Revand membaca buku tersebut dan menemukan sesuatu yang membuatnya
terkejut.
“Semua yang kau ceritakan dan kau alami sekarang tertulis dibuku ini,”
kata Luminus sambil menunjuk isi dari buku tersebut.
Revand menatap ke arah Luminus mencoba membaca apa yang dipikirkan
oleh Luminus. Tentu saja itu hal yang tidak mungkin karena Ras elemental
bukanlah mahkluk organik.
Di istana kerajaan Asloeville baru saja terjadi rapat diskusi yang
panas.
“MUSTAHIL... !!!” teriak salah satu anggota rapat.
“Itu mungkin saja, setahuku para Grandmagnus Asloeville sering sekali
melakukan banyak percobaan terlarang. Dan mungkin saja ini salah satu akibat
dari percobaan itu,” kata pria paruh baya berambut emas.

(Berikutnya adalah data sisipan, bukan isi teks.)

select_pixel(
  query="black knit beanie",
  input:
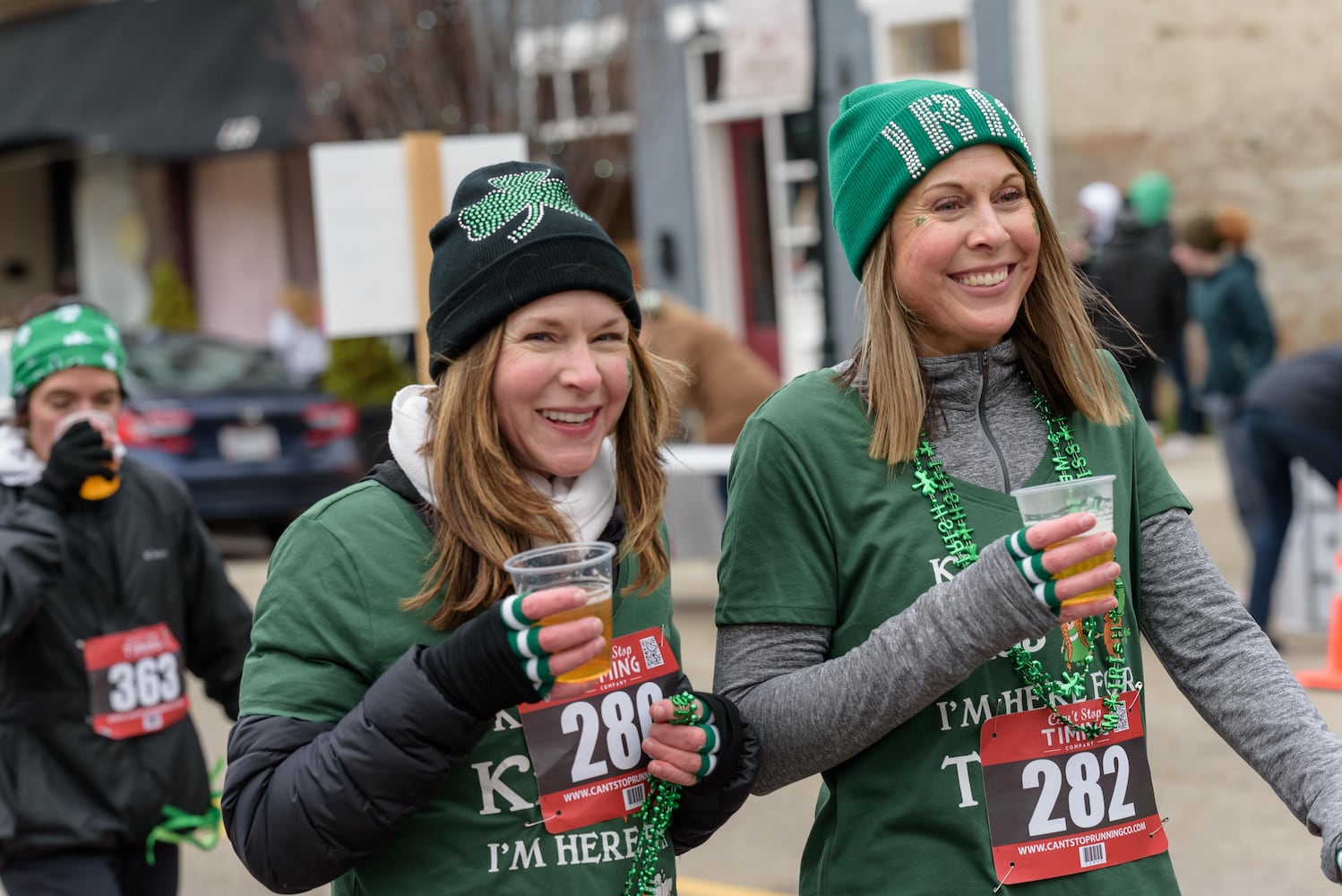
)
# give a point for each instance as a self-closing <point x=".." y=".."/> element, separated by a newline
<point x="512" y="237"/>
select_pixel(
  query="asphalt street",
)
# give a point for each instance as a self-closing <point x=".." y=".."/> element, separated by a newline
<point x="1228" y="833"/>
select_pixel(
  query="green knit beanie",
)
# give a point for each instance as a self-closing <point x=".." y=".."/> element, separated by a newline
<point x="889" y="135"/>
<point x="73" y="336"/>
<point x="1150" y="194"/>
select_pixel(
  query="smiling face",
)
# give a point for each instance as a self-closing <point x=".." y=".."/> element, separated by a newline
<point x="64" y="393"/>
<point x="561" y="380"/>
<point x="965" y="246"/>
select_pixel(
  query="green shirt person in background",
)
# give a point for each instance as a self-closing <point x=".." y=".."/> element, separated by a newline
<point x="883" y="618"/>
<point x="392" y="738"/>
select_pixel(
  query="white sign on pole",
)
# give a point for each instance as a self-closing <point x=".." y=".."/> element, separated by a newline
<point x="364" y="245"/>
<point x="364" y="256"/>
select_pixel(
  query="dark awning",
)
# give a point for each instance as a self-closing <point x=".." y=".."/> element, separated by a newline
<point x="163" y="78"/>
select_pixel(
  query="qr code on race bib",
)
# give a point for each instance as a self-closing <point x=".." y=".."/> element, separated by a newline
<point x="651" y="653"/>
<point x="1123" y="717"/>
<point x="1093" y="856"/>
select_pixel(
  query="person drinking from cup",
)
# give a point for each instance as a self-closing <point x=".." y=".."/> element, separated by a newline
<point x="404" y="720"/>
<point x="110" y="589"/>
<point x="884" y="618"/>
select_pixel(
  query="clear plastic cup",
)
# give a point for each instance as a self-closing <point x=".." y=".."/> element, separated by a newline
<point x="1090" y="494"/>
<point x="97" y="487"/>
<point x="587" y="564"/>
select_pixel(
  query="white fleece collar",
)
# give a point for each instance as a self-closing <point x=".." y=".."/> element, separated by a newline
<point x="18" y="464"/>
<point x="585" y="501"/>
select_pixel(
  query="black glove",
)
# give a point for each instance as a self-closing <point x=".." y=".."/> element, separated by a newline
<point x="75" y="456"/>
<point x="727" y="742"/>
<point x="490" y="663"/>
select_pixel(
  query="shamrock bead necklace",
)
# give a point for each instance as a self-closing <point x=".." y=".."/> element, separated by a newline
<point x="959" y="537"/>
<point x="655" y="814"/>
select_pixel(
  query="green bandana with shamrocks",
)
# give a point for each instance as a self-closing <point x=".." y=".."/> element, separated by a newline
<point x="73" y="336"/>
<point x="530" y="192"/>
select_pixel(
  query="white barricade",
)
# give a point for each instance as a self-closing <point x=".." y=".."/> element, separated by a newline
<point x="1304" y="580"/>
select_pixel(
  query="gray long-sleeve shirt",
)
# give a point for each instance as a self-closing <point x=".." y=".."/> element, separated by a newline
<point x="813" y="712"/>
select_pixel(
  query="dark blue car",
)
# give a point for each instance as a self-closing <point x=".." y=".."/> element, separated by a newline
<point x="224" y="418"/>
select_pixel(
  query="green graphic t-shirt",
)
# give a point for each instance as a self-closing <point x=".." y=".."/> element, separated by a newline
<point x="328" y="625"/>
<point x="847" y="545"/>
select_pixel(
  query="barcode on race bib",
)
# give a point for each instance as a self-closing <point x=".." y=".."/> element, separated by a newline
<point x="651" y="653"/>
<point x="1093" y="856"/>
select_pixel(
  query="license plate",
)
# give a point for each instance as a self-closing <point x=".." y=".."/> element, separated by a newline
<point x="242" y="444"/>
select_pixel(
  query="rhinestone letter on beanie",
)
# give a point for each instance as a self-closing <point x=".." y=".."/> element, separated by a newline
<point x="73" y="336"/>
<point x="889" y="135"/>
<point x="514" y="235"/>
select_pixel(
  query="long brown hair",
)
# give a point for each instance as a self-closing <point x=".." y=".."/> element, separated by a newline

“Tidak, semua percobaan kami diawasi langsung oleh para anggota
Aliansi jadi tidak mungkin kami melakukan percobaan terlarang,” kata seorang
pria tua berjubah biru.
“Kalau begitu, bagaimana dengan kabar gadis Prines yang hilang secara
misterius di laboratorium grandmagnus Asloeville di kerjaan Atir?” tanyanya
lagi.
“Kami tidak pernah mendengar kabar itu,” balas si pria tua berjubah
biru.
Jawaban itu membuat si pria paruh baya berambut emas menjadi geram dan
menggebrak mejanya.
“BERHENTI MENJAWAB SEPERTI ITU, DASAR TUA BANGKA...!!!” Teriaknya
marah besar.
“APA KAU BILANG?!!!” balas pria tua berjubah biru yang juga ikut
marah.
Keduanya memancarkan aura kemarahan dan kebencian yang semakin besar
sampai akhirnya.
“BRAAAAKKKKK...”
Semua langsung hening, aura kemarahan yang dipancarkan oleh kedua
orang tersebut langsung hilang.
Sang Raja Asloeville baru saja menggebrak mejanya.
“Kita disini untuk berdiskusi mencari solusi dari masalah ini, bukan
berdebat dan adu otot,” katanya.
“Maafkan saya yang mulia,” kata pria paruh baya berambut emas.
“Maafkan kami juga,” kata pria tua berjubah biru.
“Baiklah, kalian berdua silahkan duduk kembali,” kata sang Raja lembut
namun auranya memancarkan kekuatan yang hebat.
Diskusipun kembali dilanjutkan dengan mendengarkan pendapat dari
anggota lainnya.
Sementara itu
“Bagaimana mungkin kau melupakannya?” kata Luminus kepada Revand.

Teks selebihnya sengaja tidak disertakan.